随着计算机技术和信息技术的迅猛发展,人们的生活沉浸在了数据和信息的海洋,人类社会已步入数字时代。人们需要丰富的数据和信息引导社会活动和方便生活,尤其在商业领域、企业生产过程和诸多工程领域等要以大量的数据信息为基础,获取商业利润的决策信息,实现工业生产的在线监控、辨识、诊断,以及完成控制策略的构思。因此,数据挖掘的概念应运而生,它作为一种能够有效地从海量数据信息中挖掘潜在的有用的价值信息的技术手段,得到了诸多科研人员关注和许多工程领域的应用。 入侵杂草算法(IWO)是一种能够有效模仿野草繁殖、生长、竞争过程的仿生学优化算法。由于其鲁棒性好、寻优能力强、收敛速度快、结构简单、易于实现,在许多优化问题上优于其他智能优化算法,受到了学术界的广泛关注。

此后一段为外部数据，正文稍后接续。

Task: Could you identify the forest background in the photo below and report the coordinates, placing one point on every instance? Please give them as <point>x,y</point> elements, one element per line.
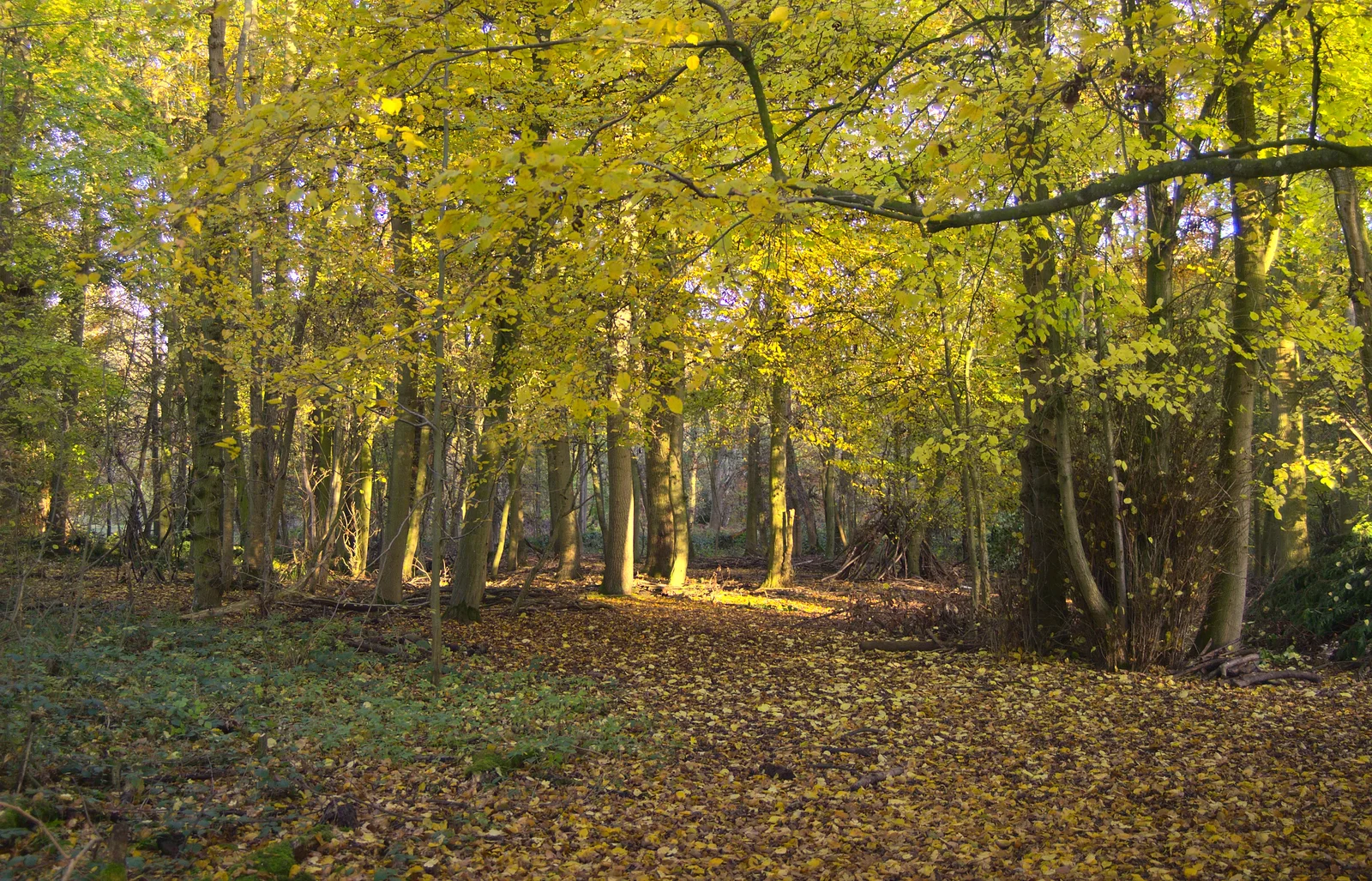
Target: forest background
<point>1065,305</point>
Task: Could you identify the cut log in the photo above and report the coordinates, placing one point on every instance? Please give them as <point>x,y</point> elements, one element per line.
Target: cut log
<point>1273,675</point>
<point>876,777</point>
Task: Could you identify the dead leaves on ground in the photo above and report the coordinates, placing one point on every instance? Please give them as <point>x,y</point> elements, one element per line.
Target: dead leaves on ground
<point>782,751</point>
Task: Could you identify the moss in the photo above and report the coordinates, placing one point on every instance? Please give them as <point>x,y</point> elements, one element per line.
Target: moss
<point>274,860</point>
<point>111,872</point>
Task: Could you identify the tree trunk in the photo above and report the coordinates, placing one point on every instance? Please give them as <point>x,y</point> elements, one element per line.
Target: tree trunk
<point>754,516</point>
<point>365,473</point>
<point>800,497</point>
<point>677,486</point>
<point>1291,535</point>
<point>621,483</point>
<point>658,453</point>
<point>830,504</point>
<point>1225,617</point>
<point>782,519</point>
<point>504,538</point>
<point>562,496</point>
<point>59,497</point>
<point>1349,206</point>
<point>640,507</point>
<point>471,567</point>
<point>401,490</point>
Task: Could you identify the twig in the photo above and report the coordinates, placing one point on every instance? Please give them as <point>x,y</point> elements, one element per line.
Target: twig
<point>39,824</point>
<point>1271,675</point>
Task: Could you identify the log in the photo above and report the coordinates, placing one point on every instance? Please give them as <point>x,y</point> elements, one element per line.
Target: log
<point>912,645</point>
<point>858,751</point>
<point>1273,675</point>
<point>876,777</point>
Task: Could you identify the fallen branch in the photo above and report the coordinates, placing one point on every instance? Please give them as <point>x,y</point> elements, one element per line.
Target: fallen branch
<point>40,825</point>
<point>1273,675</point>
<point>914,645</point>
<point>876,777</point>
<point>858,751</point>
<point>242,606</point>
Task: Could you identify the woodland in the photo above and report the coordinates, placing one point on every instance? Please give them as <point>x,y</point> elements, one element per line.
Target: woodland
<point>685,438</point>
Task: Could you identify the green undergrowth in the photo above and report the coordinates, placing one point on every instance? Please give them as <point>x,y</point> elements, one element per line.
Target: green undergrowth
<point>1323,606</point>
<point>123,704</point>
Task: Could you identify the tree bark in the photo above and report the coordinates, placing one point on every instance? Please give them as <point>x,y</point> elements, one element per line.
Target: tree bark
<point>1225,617</point>
<point>562,497</point>
<point>1349,208</point>
<point>782,519</point>
<point>754,516</point>
<point>365,475</point>
<point>619,468</point>
<point>662,535</point>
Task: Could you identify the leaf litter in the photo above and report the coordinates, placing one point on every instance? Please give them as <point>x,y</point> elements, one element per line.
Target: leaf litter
<point>660,736</point>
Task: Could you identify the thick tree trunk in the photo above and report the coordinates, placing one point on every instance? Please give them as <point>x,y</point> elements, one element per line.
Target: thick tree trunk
<point>206,497</point>
<point>800,497</point>
<point>782,519</point>
<point>1225,617</point>
<point>1046,576</point>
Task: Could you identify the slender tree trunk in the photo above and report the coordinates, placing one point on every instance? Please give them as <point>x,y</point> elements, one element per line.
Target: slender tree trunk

IWO是2006年由A. R. Mehrabian等提出的一种从自然界杂草进化原理演化而来的随机搜索算法,模仿杂草入侵的种子空间扩散、生长、繁殖和竞争性消亡的基本过程,具有很强的鲁棒性和自适应性。
杂草是环境中生长的对农作物、景观、生态系统甚至人类构成威胁的植物的统 称。人类与杂草的对抗由来已久,自耕作活动出现后杂草就一直生长在田间地头影响栽培植物的生长繁殖,尽管在科技发达的今天,各种物理方法( 如火燎法) 、化学方法( 如除草剂) 、生物方法( 如养杂草宿敌) 抑或是生态系统算法都无法消除杂草的踪迹。入侵杂草具有超强的生存能力和环境适应能力,它总能在农季开始的最佳时间吸收土壤中大量的水分,造成土地干燥贫瘠影响土著植物的生长繁殖,有些杂草能通过释放化合物影响周围植物种子或幼苗的成长进而能够占据某一领地成功存活生长。杂草成熟后繁殖的种子通过风、水或者自身爆破等方式散布到其他场地,待到下一生长期,开始新一轮的扩张,不断寻找光线好、养分足等环境更优越的生长区域。IWO 算法就是受杂草繁殖扩张过程的启发而构造出的一种随机优化算法。在 IWO 算法中,入侵杂草的生长区域视为问题的可行域; 每一杂草代表问题的一个可行解; 杂草的适应度( 杂草的生长环境质量) 反映解的优劣; 通过杂草的种子繁殖、空间扩散、竞争择优三个主要操作模拟整个寻找最优解的过程,以及建立杂草种群与解集的对应关系。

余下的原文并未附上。